First, a Japanese high school game was forfeited after Shunshukan took a 66-0 lead in 1 1/3 innings over Kawamoto technical high school. The starting pitcher for Kawamoto needed more than 250 pitches to record four outs.

"At that pace the pitcher would have thrown around 500 pitches in four innings," the Kawamoto coach said, according to Reuters. "There was a danger he could get injured."

Gee, you think, coach? I think his arm might have been a little sore afterward anyway. Guess nobody else could pitch that day?

And then there was Thursday night/morning's game in San Diego, the longest major-league game since 1993. In the Rockies' 2-1 victory that ended after 1 a.m.
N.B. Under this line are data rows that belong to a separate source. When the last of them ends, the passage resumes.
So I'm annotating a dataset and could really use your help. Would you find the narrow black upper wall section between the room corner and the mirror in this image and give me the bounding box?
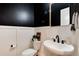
[34,3,49,27]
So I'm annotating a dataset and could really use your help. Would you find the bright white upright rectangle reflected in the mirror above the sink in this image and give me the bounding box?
[60,7,70,26]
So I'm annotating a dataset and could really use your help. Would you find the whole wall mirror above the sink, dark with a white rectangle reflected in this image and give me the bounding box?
[51,3,71,26]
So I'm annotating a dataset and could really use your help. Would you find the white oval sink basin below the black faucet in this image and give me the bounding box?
[43,40,74,55]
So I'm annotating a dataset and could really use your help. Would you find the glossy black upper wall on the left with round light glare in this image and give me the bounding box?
[0,3,34,27]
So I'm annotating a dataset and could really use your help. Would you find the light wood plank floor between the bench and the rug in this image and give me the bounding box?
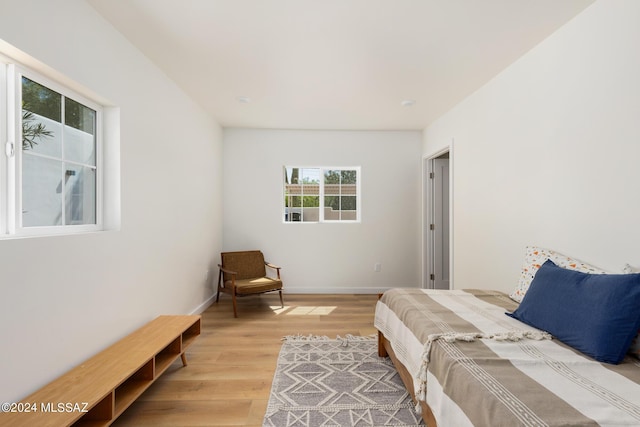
[113,293,378,427]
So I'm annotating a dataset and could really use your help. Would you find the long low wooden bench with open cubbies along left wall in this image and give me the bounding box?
[0,316,200,427]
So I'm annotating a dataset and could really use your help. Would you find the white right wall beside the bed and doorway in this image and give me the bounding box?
[423,0,640,291]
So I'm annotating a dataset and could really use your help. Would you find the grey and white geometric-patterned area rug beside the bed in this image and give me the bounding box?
[263,336,424,427]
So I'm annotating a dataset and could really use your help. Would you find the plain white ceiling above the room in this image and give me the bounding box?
[87,0,594,130]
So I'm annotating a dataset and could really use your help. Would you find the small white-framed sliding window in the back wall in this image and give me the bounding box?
[284,166,360,222]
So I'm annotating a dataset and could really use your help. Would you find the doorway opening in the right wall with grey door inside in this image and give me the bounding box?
[423,149,451,289]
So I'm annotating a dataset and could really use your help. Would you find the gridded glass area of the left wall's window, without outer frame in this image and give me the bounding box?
[20,76,97,231]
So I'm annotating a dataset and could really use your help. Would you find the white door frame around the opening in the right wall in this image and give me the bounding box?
[422,144,455,289]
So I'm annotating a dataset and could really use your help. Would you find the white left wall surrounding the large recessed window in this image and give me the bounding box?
[0,0,222,402]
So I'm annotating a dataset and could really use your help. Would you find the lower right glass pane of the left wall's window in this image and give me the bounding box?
[64,163,96,225]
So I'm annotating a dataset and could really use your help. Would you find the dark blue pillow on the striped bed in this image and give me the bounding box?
[507,260,640,364]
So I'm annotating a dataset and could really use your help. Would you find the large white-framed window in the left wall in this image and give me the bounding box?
[0,58,102,236]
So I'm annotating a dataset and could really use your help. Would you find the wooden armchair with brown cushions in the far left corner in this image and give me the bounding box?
[216,251,284,317]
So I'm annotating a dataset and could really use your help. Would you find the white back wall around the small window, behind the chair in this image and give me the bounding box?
[223,129,421,294]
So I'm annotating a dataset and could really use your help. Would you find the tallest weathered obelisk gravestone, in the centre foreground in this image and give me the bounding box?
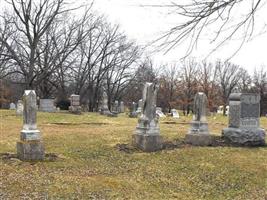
[133,83,162,152]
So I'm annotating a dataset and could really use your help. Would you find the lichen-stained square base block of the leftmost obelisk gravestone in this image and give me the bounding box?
[17,141,45,161]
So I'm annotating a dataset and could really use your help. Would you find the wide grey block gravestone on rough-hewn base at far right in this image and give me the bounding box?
[222,93,265,146]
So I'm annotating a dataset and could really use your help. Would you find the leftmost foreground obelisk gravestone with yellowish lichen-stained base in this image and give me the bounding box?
[17,90,45,161]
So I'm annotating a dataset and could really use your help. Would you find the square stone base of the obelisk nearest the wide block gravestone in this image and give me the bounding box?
[185,133,212,146]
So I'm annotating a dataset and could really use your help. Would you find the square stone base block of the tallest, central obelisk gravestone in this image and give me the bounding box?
[132,134,162,152]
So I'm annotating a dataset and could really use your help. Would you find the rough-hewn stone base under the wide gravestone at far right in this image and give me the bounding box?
[222,127,265,146]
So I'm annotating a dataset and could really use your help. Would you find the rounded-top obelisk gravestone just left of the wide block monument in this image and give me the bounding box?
[185,92,212,146]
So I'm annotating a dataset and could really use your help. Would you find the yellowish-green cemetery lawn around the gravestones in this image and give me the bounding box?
[0,110,267,200]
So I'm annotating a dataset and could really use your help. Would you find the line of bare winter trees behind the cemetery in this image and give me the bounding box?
[0,0,267,114]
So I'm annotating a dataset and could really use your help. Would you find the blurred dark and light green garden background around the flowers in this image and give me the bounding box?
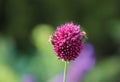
[0,0,120,82]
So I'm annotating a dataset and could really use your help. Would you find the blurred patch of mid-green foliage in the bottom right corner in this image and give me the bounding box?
[84,57,120,82]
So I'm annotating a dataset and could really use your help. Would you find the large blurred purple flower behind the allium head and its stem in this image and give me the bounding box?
[50,44,96,82]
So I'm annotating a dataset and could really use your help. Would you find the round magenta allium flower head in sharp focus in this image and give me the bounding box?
[51,22,85,61]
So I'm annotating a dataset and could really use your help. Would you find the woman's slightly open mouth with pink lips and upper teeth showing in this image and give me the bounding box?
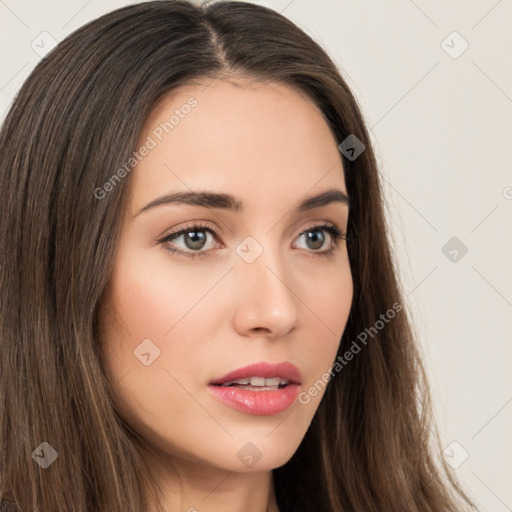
[208,362,302,416]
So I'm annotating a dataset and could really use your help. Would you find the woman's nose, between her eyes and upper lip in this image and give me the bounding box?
[233,250,300,339]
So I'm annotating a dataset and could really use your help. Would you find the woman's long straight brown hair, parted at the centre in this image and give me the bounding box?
[0,0,475,512]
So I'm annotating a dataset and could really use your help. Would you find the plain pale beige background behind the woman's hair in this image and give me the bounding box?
[0,0,512,512]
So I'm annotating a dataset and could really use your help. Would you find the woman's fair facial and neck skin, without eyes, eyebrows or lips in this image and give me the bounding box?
[102,79,353,512]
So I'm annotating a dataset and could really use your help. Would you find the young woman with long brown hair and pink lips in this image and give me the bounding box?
[0,0,474,512]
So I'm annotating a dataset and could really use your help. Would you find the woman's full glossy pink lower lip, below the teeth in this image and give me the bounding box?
[208,384,300,416]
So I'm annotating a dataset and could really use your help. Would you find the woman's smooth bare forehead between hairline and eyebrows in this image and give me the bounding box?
[128,80,346,211]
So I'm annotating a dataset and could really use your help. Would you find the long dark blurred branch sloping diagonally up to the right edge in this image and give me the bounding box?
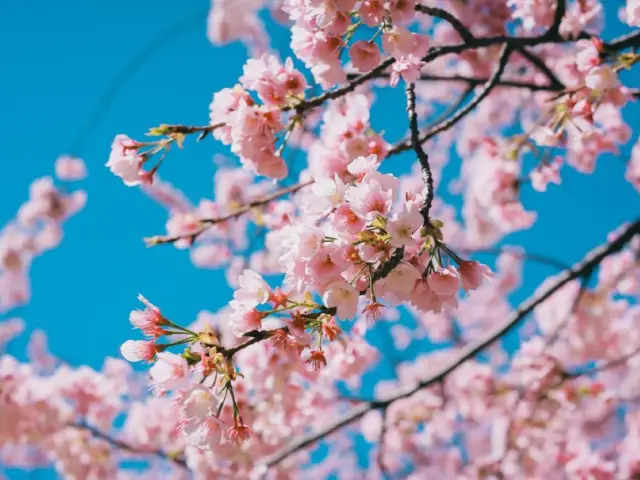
[262,219,640,467]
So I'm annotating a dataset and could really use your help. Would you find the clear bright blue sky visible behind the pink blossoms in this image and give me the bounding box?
[0,0,640,476]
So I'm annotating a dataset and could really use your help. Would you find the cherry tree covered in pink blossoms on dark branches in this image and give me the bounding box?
[0,0,640,480]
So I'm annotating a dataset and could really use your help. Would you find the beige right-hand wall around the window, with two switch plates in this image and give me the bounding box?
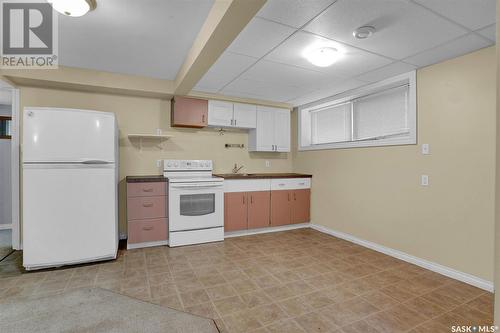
[292,47,496,281]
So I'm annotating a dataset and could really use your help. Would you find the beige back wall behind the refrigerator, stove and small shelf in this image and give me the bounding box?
[20,87,292,232]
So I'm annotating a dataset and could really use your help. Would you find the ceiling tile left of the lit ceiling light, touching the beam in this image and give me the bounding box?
[228,17,295,58]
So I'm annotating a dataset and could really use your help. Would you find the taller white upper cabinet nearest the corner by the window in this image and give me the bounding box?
[248,106,290,152]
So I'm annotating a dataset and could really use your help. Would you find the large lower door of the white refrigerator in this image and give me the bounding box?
[23,164,118,269]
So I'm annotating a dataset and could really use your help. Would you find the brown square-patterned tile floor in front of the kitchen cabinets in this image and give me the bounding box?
[0,229,493,333]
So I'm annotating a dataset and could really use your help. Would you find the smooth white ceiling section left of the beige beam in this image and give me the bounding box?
[58,0,214,80]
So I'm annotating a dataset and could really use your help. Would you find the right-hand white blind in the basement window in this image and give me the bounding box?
[353,85,409,140]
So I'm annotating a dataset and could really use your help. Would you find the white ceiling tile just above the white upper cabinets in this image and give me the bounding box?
[221,78,311,102]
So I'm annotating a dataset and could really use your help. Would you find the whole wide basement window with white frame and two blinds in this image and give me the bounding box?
[298,72,417,150]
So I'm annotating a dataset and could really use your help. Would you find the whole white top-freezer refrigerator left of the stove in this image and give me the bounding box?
[21,107,118,270]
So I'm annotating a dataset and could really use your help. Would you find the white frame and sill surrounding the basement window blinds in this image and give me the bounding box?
[297,71,417,151]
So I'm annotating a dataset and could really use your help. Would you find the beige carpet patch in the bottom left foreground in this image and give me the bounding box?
[0,288,218,333]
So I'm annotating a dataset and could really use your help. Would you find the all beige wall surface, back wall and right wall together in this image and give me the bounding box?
[16,47,496,281]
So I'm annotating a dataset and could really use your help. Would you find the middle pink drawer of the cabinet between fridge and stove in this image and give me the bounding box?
[127,196,167,220]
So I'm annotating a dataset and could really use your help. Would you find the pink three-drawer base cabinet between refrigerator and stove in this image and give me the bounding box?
[127,176,168,249]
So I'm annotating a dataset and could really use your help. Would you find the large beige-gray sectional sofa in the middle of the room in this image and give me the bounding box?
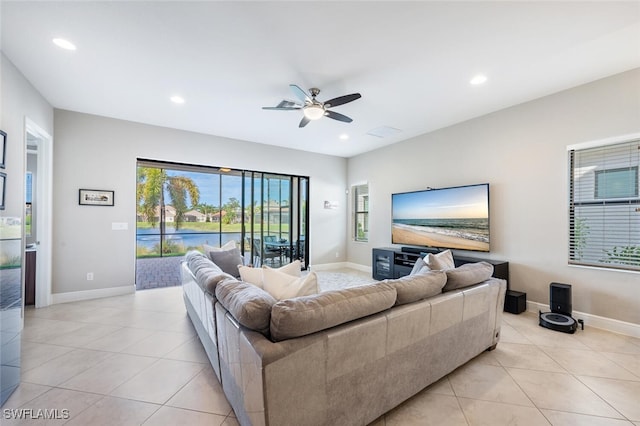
[181,252,506,426]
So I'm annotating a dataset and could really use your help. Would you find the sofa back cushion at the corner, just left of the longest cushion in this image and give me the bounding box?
[216,279,276,335]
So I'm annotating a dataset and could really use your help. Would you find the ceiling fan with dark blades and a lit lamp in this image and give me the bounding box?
[262,84,361,127]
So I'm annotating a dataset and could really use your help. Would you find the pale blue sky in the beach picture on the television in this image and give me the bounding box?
[392,184,489,219]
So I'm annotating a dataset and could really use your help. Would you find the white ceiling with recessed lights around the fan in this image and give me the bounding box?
[0,1,640,157]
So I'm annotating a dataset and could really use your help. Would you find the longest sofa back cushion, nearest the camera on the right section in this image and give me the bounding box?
[271,283,397,341]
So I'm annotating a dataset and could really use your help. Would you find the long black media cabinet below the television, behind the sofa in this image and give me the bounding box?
[371,248,509,290]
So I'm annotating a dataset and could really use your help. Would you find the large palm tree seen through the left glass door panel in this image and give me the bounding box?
[136,167,200,233]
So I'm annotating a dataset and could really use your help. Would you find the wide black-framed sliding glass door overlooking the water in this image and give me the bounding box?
[136,160,309,288]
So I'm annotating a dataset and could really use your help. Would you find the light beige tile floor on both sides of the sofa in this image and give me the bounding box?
[0,280,640,426]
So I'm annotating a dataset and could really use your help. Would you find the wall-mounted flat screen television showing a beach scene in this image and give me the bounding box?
[391,183,489,252]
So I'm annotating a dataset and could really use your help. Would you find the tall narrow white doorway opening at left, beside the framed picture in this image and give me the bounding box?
[23,118,53,308]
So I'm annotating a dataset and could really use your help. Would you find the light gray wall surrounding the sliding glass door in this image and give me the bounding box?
[53,110,347,294]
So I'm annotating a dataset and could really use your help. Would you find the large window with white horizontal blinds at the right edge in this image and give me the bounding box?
[569,136,640,271]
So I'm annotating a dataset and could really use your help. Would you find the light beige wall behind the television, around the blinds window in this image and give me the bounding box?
[348,69,640,324]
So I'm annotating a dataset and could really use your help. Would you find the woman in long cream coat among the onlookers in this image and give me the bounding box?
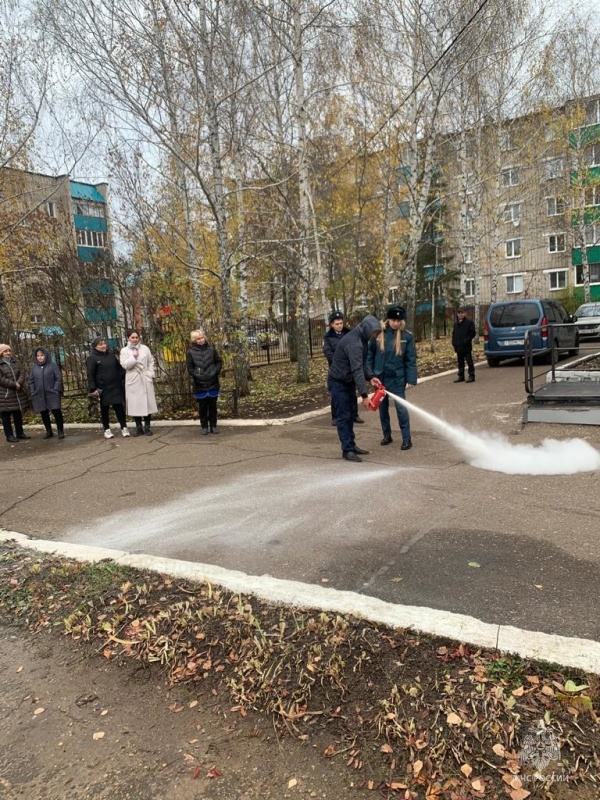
[119,330,158,436]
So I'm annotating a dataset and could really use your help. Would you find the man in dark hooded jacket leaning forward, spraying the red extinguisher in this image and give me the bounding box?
[328,314,381,461]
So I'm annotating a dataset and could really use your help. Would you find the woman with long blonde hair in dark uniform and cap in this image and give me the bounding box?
[367,306,417,450]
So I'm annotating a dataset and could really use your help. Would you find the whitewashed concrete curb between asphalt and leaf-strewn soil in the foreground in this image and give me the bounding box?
[0,529,600,675]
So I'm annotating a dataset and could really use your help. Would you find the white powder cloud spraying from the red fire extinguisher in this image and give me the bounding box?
[388,392,600,475]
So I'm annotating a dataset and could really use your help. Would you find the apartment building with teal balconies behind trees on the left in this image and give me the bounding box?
[0,168,117,335]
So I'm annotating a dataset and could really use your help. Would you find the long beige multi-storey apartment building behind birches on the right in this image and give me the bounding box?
[440,97,600,305]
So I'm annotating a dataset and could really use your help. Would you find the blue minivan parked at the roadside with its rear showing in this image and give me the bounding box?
[483,299,579,367]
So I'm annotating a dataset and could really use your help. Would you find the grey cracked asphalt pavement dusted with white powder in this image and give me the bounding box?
[0,363,600,664]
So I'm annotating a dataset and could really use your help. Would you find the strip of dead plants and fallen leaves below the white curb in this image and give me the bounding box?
[0,544,600,800]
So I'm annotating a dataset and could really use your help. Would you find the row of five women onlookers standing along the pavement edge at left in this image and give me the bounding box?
[0,330,222,443]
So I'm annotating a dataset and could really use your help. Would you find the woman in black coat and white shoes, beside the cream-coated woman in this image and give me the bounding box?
[85,337,130,439]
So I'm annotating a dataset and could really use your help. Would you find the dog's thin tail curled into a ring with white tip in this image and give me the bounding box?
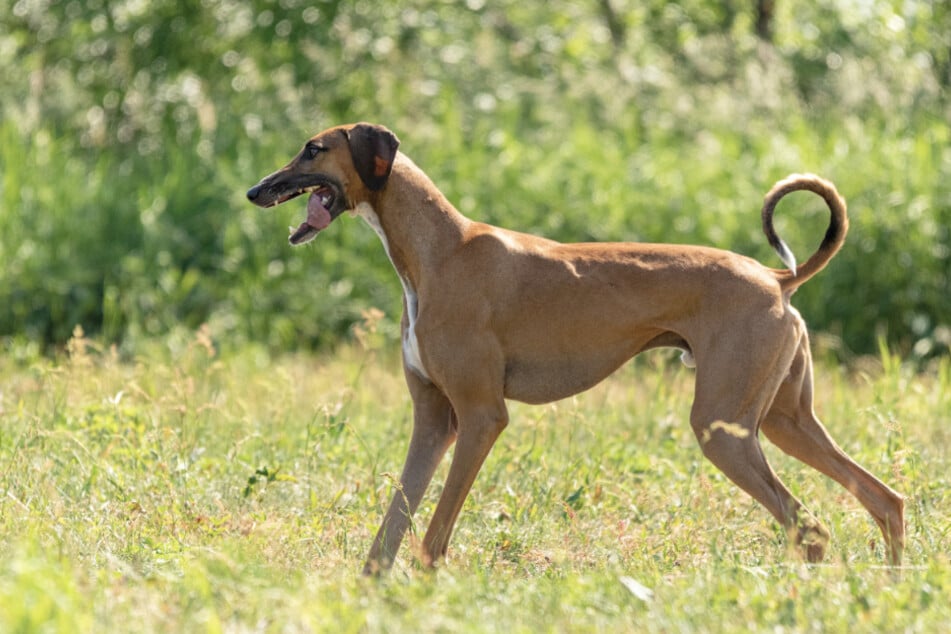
[763,174,849,293]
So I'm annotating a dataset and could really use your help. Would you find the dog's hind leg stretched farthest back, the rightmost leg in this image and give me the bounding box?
[762,337,905,565]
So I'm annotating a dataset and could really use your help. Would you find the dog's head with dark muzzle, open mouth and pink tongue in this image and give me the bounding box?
[248,123,400,246]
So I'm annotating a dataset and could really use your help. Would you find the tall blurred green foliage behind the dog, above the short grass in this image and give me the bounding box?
[0,0,951,359]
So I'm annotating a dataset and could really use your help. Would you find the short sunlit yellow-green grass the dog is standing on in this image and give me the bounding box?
[0,330,951,632]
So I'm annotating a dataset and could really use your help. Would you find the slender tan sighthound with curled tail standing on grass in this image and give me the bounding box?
[247,123,905,574]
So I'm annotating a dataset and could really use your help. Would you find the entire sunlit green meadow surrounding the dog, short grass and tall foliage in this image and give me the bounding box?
[0,0,951,632]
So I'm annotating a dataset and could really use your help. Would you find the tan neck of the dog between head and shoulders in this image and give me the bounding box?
[355,153,472,288]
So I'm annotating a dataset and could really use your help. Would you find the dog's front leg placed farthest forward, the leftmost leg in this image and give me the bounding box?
[363,371,456,575]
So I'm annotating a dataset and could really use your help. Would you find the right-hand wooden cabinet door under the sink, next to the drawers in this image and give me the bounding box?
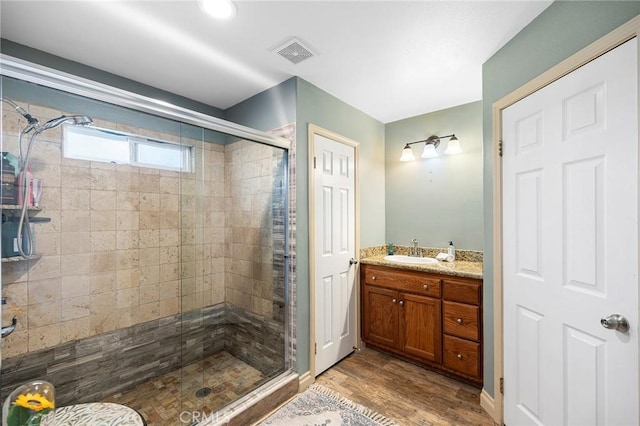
[400,293,442,363]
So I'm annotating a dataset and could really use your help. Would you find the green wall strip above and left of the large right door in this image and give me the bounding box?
[482,1,640,395]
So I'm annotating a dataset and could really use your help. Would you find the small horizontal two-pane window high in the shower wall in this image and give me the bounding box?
[63,126,194,173]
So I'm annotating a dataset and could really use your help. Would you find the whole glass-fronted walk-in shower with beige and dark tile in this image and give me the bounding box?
[1,62,295,425]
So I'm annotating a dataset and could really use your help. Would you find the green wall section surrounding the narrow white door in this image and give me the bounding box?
[296,78,385,374]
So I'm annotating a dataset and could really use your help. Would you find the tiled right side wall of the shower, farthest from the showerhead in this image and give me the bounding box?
[225,125,288,370]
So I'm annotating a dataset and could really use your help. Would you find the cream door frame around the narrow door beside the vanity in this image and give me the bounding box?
[308,123,362,380]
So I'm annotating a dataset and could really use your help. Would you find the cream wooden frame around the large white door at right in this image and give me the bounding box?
[490,15,640,425]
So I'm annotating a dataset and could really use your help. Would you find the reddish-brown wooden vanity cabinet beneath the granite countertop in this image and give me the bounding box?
[361,265,482,385]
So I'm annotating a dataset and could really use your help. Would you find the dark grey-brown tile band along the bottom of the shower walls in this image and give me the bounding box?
[0,303,287,405]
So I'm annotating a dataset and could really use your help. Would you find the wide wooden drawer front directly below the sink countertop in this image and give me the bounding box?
[362,265,441,297]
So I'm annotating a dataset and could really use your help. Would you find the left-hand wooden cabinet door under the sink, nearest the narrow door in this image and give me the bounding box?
[362,285,400,349]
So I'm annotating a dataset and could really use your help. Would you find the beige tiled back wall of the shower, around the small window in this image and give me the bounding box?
[2,101,222,359]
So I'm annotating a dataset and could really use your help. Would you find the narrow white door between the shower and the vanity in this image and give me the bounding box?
[312,134,357,375]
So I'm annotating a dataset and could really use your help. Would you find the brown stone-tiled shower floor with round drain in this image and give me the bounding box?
[103,352,266,426]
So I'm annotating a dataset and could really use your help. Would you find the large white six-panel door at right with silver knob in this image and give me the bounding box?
[502,39,640,426]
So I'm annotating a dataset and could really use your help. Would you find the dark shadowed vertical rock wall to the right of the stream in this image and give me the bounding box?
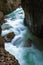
[22,0,43,37]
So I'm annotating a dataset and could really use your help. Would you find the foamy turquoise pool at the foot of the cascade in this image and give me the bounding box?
[5,43,43,65]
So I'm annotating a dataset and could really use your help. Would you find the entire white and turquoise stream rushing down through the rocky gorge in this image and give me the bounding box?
[1,7,43,65]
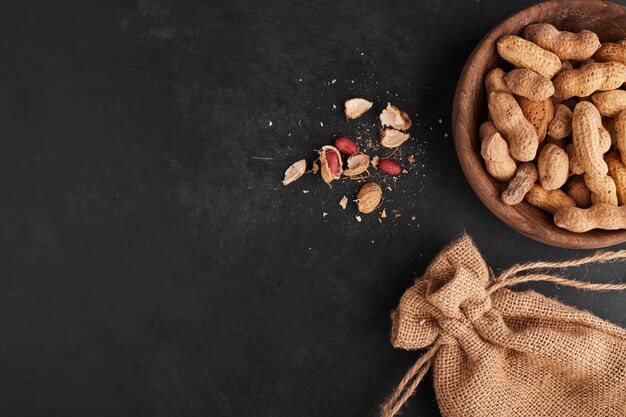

Pacific time, nobody scored until the 14th inning – when both teams scored once – and the Rockies pushed an unearned run across in the top of the 22nd.

Some strange numbers:

  • Three Rockies pitchers retired 23 consecutive Padres batters from the second to the 10th inning.
  • Padres pitchers tied a team record with 20 strikeouts and their Rockies counterparts set a team record with 17.
  • Had the game continued past the 22nd, winning pitcher Kip Wells probably would have pitched one more inning, then taken up a position and be replaced by infielder Clint Barmes, because the Rockies had no players left. "That would've been interesting," Colorado manager Clint Hurdle told the Associated Press. "That would've been another thing that I've never been a part of. That would've been the first move I ever made where no one second-guessed me."